Tl;dr - As of last week, the UV-Vis instrument at my job only records negative absorbance below 230 nm for any sample when zeroing methanol to correct for solvent. Attached spectra of the same solution before/after the issue arose. Metash claims methanol is the issue.
As of last week (3/28/2024), our UV-5500PC only records negative absorbances below 230 nm for our samples (ganoderic acids extracted via MeOH) when we zero with MeOH. When zeroing this way, the gain spiked from 3-4 to 7-8 below 230 nm. This had not previously been an issue with any samples in any solvent (Dist. H2O, MeOH, EtOH, Isopropanol, hexane). Startup calibrations and lamp checks (D2, W) always cleared with no issue. Same solution, before the issue: https://imgur.com/a/2F3BpPC, and after the issue: https://imgur.com/a/fm2U8u6.

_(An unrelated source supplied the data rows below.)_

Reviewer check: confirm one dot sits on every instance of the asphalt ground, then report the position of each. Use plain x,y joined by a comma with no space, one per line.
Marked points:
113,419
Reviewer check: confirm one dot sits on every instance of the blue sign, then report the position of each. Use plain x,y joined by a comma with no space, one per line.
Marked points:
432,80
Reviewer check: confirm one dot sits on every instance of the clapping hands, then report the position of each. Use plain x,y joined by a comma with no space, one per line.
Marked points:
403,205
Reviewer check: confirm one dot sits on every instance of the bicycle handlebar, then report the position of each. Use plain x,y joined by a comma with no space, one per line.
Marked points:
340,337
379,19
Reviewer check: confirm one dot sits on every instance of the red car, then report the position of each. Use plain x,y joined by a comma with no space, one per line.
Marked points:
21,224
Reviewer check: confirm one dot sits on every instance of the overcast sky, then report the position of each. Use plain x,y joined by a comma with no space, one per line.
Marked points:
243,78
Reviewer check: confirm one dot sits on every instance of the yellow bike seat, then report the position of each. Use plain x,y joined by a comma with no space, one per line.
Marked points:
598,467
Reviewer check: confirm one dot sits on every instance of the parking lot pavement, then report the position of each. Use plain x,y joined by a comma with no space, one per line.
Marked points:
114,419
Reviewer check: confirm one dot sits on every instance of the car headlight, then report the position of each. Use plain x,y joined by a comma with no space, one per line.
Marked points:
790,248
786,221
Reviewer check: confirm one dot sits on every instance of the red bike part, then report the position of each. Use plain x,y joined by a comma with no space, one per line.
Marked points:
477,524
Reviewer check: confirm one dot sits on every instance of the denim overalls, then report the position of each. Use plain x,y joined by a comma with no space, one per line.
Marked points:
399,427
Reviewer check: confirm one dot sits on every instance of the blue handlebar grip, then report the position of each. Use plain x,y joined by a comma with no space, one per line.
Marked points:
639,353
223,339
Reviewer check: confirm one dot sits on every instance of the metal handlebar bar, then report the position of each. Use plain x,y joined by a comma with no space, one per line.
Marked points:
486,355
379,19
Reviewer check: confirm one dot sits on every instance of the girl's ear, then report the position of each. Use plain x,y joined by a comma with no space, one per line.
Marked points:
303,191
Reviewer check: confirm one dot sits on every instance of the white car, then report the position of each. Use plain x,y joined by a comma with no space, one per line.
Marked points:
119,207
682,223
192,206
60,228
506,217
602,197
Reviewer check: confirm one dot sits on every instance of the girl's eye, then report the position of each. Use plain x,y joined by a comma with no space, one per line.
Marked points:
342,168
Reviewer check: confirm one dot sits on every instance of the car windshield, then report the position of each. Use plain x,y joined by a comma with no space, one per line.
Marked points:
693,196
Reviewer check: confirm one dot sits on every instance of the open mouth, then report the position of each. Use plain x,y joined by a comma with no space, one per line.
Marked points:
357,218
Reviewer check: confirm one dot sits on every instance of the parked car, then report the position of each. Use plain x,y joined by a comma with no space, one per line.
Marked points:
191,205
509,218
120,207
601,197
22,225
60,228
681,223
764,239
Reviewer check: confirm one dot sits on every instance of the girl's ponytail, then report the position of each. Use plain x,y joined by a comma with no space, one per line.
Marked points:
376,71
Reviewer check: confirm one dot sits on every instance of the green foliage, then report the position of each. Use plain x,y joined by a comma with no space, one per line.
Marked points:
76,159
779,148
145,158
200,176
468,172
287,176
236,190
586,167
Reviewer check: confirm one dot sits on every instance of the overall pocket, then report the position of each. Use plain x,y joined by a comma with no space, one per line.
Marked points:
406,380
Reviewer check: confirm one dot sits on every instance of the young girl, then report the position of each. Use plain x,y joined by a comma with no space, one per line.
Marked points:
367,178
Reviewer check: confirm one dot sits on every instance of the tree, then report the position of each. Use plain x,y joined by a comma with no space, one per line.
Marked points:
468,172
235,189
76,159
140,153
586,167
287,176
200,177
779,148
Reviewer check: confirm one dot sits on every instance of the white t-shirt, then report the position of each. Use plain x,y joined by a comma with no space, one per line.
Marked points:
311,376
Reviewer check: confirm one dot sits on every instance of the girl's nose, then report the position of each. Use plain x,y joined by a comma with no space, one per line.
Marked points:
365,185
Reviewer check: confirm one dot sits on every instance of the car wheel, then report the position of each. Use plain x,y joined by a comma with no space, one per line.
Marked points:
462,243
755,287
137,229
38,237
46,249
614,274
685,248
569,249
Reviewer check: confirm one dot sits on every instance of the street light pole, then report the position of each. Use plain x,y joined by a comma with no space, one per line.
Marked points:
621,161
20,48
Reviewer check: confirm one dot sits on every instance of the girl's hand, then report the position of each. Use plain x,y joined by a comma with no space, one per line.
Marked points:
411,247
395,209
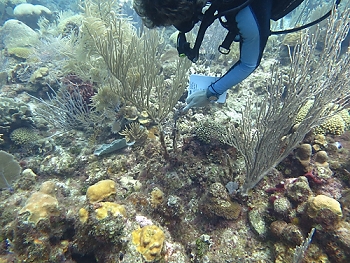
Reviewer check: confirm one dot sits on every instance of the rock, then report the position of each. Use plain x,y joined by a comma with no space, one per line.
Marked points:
15,33
30,14
217,203
299,190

We made sure clean quartz cuvettes were used, wiped the lenses with EtOH on a Kimwipe and allowed to evaporate, and when we zeroed with air, zeroing gain remained between 3-4 and wavelength scans of each solvent remained positive across our entire 500-200 nm range. We've been in contact with Metash, and followed through with their queries. Lamp energies are above their given threshold: Tungsten at 546 nm, input amp 1 was 18,090. Deuterium at 220 nm, input amp 1 was 11,020. Metash asserts that MeOH absorbs too strongly for use in the instrument.
I have doubts that is the problem, since we've been running wavelength scans for months prior to this development without the issue. There is no difference in absorbances of our new large bottle versus the squirt bottle of MeOH which might mess with zeroing. I don't think the lamp is going bad, since it's only affecting a segment of the lamp's range.
Has anyone encountered this issue? We recently had some construction in the lab, could there be physical damage/contamination which explains this occurrence?